Журавлиное небо | страница 147



— Спасибо, Лексейка, выручил нас, а то мы и правда засиделись тут, ничего не видим. Сгорели бы, если б не ты, — ласково сказал дед Михалка. — Ходи посидеть с нами. Я тебе выпить налью.

— Я что сказал? Что? Зайду я к плохому человеку? — опять оживился, стал зыркать глазами Гурмак. — Что у меня, головы нет, не знаю, кому помочь?

«Как старается человек, — подумал дед Михалка. — Бог не дал розуму, но дал добрую душу. А справедливо это? Или можно заменить одно другим? И откуда у него это беспокойство, желание доказать себе, что он такой же, как и все. Все время говорит про розум. Боже, ты не дал розума, но почему же ты не дал незнания про него? Не иметь и знать или догадываться об этом — такое страдание… Что это со мной? — подумал он после. — Зачем я так часто тревожу бога, зачем хочу видеть его несправедливым?..»

— Выпей, Лексейка, — сказал он. — Спасибо тебе, что зашел.

— Ты сказал, мне выпить? Ты думаешь, я не выпью? Я выпью, но зачем ты самогонку гонишь, скажи? Ты стал таким богатым? У тебя много жита и бульбы? Ты думаешь, я, если выпью, молчать буду про это?

— Ты выпей, пока дают, пока под локоть не толкают, — сказала Иванкина мамка. — Разумник нашелся. Без тебя знают, что делают.

— Ты слышишь, Михалка, ты слышишь, что она сказала? А я к ней пришел? Я к тебе пришел. Ты видишь, как она командует? Я за тебя, Михалка, выпью, а за нее не буду пить.

— Да пей ты скорее. Хоть помолчишь… Дурня слушать…
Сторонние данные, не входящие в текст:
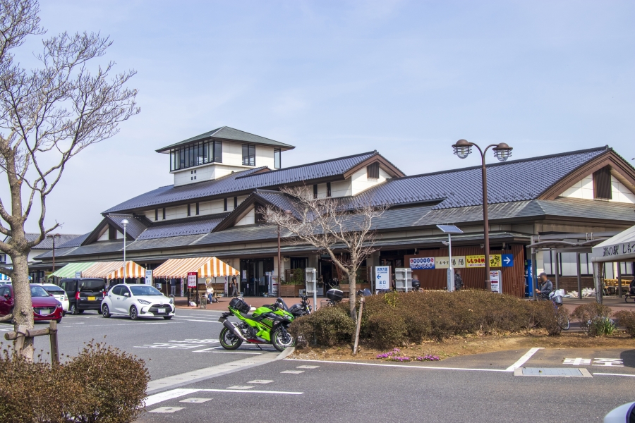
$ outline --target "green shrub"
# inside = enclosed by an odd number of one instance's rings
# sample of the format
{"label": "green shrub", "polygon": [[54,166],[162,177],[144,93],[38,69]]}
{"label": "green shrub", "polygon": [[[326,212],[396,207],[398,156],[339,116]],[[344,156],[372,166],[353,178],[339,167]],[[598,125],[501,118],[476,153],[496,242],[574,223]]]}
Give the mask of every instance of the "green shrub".
{"label": "green shrub", "polygon": [[618,324],[626,328],[627,333],[635,338],[635,312],[620,310],[615,316]]}
{"label": "green shrub", "polygon": [[308,316],[296,319],[289,331],[298,340],[298,347],[313,342],[333,346],[349,342],[355,333],[355,321],[349,316],[348,303],[324,307]]}
{"label": "green shrub", "polygon": [[0,355],[0,422],[126,423],[143,412],[145,362],[90,343],[59,366]]}
{"label": "green shrub", "polygon": [[582,330],[589,336],[610,335],[615,324],[610,319],[611,307],[602,304],[591,303],[579,305],[572,314],[580,321]]}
Гурмак при этих словах весь вздрогнул и неподвижно, зло уставился на Иванкину мамку. Веки его подрагивали, а глаза глядели непонятливо и мрачно, он хотел что-то сказать и не мог: таким глубоким было его волнение. Дед Трофим, довольный, выпячивал грудь и усмехался, поглаживая рукой бороду. Дед Михалка, опустив глаза, молчал.

— Пей уже, холера, пей, — сказала Иванкина мамка более ласково. — Скинул бы хоть свои лохмотья. За стол посадили… А глядит на меня, люди, как он на меня!..

Гурмак медленно отвел взгляд от Иванкиной мамки и так же медленно поставил стакан на стол. Он весь сгорбился, шальное напряжение покинуло его — осталось непонимание, но не такое, как перед этим, а грустное какое-то, беспомощное и покорное. На лице не было обиды, а лишь болезненная досада на себя, которая озарила его сразу, и придавила, и удручала его, и угнетала, — и всем тогда стало понятно, что Гурмаку было очень стыдно, очень больно поднять на них глаза.

И все молчали.

Потом рука его судорожно дернулась, глаза забегали, он схватил стакан и поспешно, звучно глотая, выпил. За ним сразу же, но каждый словно сам по себе, не чокаясь, выпили все остальные.